Felipe Guaman Poma de Ayala retells the history of Inca lifestyle and government in the context of its relation to Christianity in the first half of “The First New Chronicle and Good Government”. He comes from a background of both Indigenous ancestry and Catholicism, meaning that a lot of the information he provides is soaked in a Catholic lens. As much as he dives into the historical aspect of Inca life and government, it is overshadowed by a view of it as inherently religious in a Catholic way. For example, when he discusses Indigenous rulers of what is now Peru having descended from Adam, it is a comparison of the two ways that he knows, Indigenous and Catholic at the same time.
This is interesting as it is his conjoined view of Catholic and Indigenous history coexisting at the same time. In this way, he could be considered an unreliable narrator for this subject. At the same time, his two opposing backgrounds provide a book which has been studied dutifully for many centuries afterwards. It is noted by many who have studied it that a lot of the facts are not entirely accurate. For example, he writes of the conflict between Wascar Inca and Atawalpa Inca as lasting 36 years, when in fact it was less than five. Is this meant to portray the Inca as more combative, or is it simply a mistake of memory? These questions will perhaps always remain unanswerable, but in analyzing them we can ask how and why these mistakes were made, and how his cultural background may have influenced them.

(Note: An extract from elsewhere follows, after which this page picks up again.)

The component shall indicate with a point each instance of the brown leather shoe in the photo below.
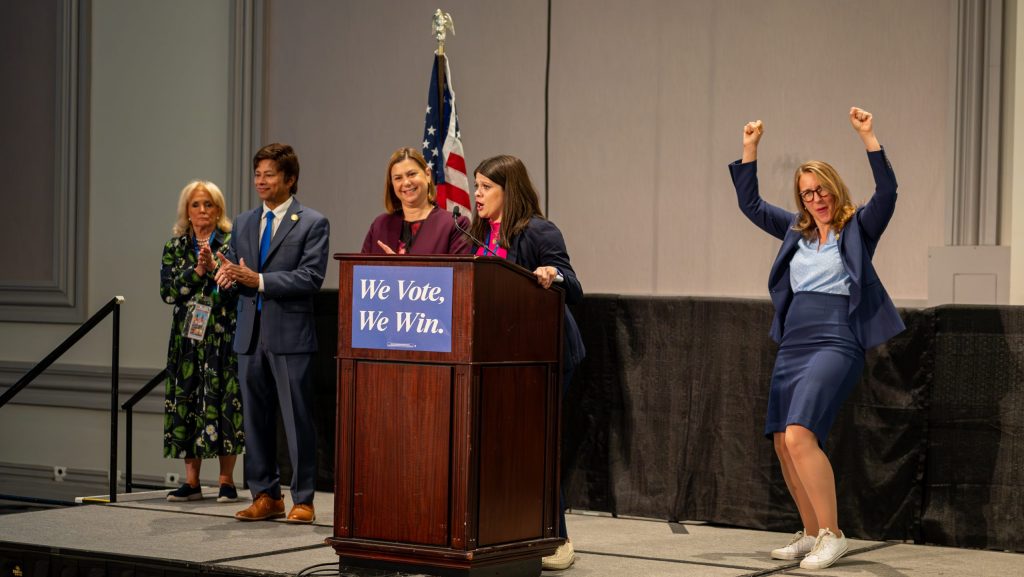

Something else to keep in mind is the audience of the book, which he starts by addressing “Good Christians” and declaring that his writing is a service to his god. By addressing the Christians, the audience is set, and it influences a lot of the choices in length and form of description for Catholic circumstances—e.g., the first generation—and Indigenous circumstances, like the fifth age of Indians. What exactly is this book then? It may a tutorial manual for Christians, as well as a source of education, but it is a faulty one. The lessons are only partially formed, full of errors and biased opinions. How well does it really describe the Inca world in the so-called, “fifth age”?
What I suppose I’m asking, in a roundabout way, is how does this book function as a voice for Indigenous culture when the author is writing it with a skewed pen? While he is criticizing the Spanish colonial process, he is the number one advertisement for Catholic conversion. No matter how he believes he may be telling his truth, it does not translate to the unbiased, historical background that he may have intended.